We have since installed an SBS 2011 system that has taken over all domain management roles, so we have the option to completely reconfigure this server prior to installing the new versions of Windows and SQL server.
The server is Intel-based, with dual Xeon X5560's on an S5520HC motherboard with an LSI 8708EM2 RAID card (with the optional battery backup) and 6 x 500GB hard drives in RAID 10 (the hard drives are SATAII Seagate Constellation ES - please don't lecture me about SAS, I could not get them to spend the money on SAS drives at the time this was built) and as a part of this upgrade we're also replacing the original memory with 48GB (6 x 8GB for full 6-channel mode) of Registered ECC memory.

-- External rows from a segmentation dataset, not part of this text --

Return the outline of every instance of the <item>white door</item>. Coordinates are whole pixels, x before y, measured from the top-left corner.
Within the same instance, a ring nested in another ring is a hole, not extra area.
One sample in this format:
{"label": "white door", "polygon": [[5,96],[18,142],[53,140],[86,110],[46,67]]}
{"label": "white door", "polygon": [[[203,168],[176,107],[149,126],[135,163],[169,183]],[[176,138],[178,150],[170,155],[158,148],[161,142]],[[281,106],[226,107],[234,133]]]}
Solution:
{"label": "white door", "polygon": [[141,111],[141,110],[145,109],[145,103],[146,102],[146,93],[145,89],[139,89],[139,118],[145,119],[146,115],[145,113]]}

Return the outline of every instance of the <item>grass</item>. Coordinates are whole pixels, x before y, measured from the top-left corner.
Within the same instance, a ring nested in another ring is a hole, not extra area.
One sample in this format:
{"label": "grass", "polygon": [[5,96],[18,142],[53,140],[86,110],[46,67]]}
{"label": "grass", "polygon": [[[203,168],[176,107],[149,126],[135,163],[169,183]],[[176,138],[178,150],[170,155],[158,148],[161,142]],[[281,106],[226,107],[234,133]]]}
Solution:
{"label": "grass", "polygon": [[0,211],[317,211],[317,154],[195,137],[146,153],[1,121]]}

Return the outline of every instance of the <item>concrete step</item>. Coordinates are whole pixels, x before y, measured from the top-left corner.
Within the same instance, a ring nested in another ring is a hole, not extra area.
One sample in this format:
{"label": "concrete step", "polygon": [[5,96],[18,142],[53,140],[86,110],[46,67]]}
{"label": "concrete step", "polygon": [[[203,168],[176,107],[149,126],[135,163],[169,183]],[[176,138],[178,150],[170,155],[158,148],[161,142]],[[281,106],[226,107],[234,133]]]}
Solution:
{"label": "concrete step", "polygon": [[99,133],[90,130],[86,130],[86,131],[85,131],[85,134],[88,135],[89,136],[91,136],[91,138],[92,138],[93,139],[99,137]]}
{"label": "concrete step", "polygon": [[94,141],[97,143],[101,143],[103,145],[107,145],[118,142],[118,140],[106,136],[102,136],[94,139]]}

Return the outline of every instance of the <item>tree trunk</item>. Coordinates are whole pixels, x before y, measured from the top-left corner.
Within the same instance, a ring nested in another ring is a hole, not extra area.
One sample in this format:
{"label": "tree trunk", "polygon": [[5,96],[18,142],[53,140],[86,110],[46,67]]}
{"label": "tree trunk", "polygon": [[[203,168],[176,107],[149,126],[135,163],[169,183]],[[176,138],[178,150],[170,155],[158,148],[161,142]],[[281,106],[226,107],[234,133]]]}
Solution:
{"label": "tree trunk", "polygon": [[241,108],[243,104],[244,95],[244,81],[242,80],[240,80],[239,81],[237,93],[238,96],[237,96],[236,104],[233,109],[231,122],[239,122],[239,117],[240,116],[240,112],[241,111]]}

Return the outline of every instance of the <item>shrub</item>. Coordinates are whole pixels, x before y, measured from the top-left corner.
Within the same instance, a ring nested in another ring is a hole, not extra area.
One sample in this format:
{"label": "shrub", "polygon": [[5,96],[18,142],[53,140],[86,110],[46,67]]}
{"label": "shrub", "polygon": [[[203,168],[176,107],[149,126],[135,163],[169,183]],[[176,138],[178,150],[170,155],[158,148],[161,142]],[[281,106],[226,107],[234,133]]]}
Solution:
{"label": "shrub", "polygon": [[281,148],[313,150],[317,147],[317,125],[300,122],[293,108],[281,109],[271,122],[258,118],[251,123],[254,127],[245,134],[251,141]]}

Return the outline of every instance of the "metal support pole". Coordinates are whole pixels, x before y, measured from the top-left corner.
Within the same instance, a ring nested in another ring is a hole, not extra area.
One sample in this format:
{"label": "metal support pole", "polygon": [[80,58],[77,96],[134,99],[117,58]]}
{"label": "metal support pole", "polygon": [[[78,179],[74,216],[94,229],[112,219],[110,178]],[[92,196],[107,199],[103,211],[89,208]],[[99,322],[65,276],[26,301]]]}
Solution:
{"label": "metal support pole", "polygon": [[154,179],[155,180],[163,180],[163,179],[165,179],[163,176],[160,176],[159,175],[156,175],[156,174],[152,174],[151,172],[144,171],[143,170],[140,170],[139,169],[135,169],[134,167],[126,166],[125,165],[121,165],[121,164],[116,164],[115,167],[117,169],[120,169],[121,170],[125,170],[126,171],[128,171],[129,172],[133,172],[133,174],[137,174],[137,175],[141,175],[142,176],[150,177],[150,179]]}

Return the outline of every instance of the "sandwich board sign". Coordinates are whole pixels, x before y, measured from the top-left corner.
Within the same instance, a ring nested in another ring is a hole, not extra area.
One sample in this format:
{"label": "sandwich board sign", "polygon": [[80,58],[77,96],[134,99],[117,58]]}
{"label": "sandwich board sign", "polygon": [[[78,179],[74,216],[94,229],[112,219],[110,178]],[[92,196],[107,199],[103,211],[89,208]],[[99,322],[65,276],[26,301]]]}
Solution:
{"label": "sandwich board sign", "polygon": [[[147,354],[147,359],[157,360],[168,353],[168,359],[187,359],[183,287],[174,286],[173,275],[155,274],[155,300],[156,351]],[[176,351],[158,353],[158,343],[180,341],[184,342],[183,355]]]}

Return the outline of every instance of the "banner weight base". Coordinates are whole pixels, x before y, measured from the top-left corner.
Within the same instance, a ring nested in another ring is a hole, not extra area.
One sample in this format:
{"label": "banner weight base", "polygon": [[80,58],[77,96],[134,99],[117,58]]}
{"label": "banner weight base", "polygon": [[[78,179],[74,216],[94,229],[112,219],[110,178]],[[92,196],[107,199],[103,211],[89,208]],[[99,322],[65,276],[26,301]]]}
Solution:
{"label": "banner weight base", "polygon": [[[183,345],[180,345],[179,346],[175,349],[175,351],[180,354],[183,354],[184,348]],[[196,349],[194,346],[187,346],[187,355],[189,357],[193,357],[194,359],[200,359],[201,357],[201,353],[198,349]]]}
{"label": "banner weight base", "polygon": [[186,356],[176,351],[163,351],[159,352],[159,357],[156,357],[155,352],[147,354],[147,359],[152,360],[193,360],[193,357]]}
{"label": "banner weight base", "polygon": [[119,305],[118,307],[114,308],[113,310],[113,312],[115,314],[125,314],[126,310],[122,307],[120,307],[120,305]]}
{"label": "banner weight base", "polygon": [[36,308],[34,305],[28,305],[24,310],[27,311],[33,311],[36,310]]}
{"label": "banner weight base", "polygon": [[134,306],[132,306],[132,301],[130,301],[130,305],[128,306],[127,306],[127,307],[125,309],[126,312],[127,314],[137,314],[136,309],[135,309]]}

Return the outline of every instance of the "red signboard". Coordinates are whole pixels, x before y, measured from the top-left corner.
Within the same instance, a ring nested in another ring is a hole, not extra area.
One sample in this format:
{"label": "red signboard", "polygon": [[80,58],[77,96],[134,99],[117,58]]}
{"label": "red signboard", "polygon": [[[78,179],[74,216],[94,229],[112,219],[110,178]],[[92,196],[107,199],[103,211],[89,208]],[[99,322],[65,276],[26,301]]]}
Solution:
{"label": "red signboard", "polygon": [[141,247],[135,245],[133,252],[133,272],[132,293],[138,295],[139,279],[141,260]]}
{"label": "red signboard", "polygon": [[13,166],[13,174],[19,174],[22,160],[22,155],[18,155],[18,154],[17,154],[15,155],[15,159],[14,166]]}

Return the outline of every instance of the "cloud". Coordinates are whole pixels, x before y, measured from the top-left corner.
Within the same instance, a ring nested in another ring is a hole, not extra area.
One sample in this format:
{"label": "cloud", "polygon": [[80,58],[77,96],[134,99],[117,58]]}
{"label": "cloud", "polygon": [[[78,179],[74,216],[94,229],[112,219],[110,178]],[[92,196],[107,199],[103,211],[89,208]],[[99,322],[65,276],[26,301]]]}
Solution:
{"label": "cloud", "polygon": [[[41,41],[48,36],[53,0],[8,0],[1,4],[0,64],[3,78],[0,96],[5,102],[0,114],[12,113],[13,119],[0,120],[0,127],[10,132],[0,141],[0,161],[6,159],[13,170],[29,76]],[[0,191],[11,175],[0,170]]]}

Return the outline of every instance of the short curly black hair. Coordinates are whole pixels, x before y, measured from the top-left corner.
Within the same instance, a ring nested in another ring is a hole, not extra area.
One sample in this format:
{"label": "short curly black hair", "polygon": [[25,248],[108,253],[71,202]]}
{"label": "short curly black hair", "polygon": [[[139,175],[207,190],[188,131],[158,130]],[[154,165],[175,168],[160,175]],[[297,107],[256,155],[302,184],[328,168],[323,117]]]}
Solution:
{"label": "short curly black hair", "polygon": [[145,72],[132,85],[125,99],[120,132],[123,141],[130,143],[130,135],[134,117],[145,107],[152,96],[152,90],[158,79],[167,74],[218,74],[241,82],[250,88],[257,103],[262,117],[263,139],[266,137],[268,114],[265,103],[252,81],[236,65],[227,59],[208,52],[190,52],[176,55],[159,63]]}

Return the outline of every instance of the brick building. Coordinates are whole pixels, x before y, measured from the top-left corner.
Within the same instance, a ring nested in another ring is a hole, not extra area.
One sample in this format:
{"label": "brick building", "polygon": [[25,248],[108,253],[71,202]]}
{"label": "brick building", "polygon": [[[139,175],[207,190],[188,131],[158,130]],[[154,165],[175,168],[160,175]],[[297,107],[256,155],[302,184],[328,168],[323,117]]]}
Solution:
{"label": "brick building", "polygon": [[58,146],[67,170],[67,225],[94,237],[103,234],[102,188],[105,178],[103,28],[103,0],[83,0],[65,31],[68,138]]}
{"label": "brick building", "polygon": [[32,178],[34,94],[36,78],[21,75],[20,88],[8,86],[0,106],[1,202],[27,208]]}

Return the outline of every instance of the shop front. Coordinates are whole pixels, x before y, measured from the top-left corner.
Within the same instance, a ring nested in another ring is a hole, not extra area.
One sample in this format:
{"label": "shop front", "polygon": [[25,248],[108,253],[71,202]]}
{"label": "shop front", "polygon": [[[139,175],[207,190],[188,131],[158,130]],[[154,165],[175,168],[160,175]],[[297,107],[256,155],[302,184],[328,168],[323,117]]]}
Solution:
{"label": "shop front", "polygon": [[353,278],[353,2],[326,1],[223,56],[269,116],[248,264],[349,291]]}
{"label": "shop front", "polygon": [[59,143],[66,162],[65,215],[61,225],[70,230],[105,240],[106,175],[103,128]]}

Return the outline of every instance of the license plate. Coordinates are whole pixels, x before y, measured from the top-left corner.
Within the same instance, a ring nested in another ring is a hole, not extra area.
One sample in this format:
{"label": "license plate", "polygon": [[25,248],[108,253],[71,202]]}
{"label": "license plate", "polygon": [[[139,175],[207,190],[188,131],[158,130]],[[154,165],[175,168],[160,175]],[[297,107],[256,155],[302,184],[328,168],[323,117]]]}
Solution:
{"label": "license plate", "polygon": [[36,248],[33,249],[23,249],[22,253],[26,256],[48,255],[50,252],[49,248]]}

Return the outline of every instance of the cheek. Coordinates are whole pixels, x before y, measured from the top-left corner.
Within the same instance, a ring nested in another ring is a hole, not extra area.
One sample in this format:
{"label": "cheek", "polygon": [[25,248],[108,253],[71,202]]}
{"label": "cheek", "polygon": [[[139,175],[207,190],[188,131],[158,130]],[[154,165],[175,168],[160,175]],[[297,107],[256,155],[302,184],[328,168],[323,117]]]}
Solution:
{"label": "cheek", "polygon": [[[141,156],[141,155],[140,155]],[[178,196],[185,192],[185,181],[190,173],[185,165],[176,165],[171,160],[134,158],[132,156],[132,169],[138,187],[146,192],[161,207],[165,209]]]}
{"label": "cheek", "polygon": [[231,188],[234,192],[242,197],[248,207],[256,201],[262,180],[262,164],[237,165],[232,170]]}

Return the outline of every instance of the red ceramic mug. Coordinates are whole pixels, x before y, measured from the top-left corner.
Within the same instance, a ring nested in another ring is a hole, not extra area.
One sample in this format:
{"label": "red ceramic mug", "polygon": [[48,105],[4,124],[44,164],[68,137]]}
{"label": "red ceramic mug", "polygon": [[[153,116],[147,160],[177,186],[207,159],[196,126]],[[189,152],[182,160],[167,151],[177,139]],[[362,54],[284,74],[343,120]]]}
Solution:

I'm looking for opinions on how best to setup the hard drives. The entire RAID array is currently setup as one drive with one partition. We're planning on at least recreating the partition using the Server 2008 setup rather than leaving the current file system in place, and I was debating partitioning to separate the OS from SQL, which raised a number of questions. They currently have 4 x 25GB databases and about 30 users. One of the databases is used daily with the other three active as prior year-end snapshots for reference only as needed.
1) With the server only acting as an SQL & File server, I want to verify that it is in fact best to partition the drives, and I'm looking for suggestions as to how best to do so. We have about 1.3TB total to work with. I was thinking 3 partitions - System, SQL Storage, and a 3rd for file shares and SQL Server database backups.
2) For partitioning, should we leave the 6-drive RAID 10 array in place or reconfigure the setup? In either case, is it best to handle any partitioning in the RAID controller or to let Windows create the partition(s)?
I may be over-thinking things, but I figure since we have the chance now to go the best route possible with the hardware that we might as well do so.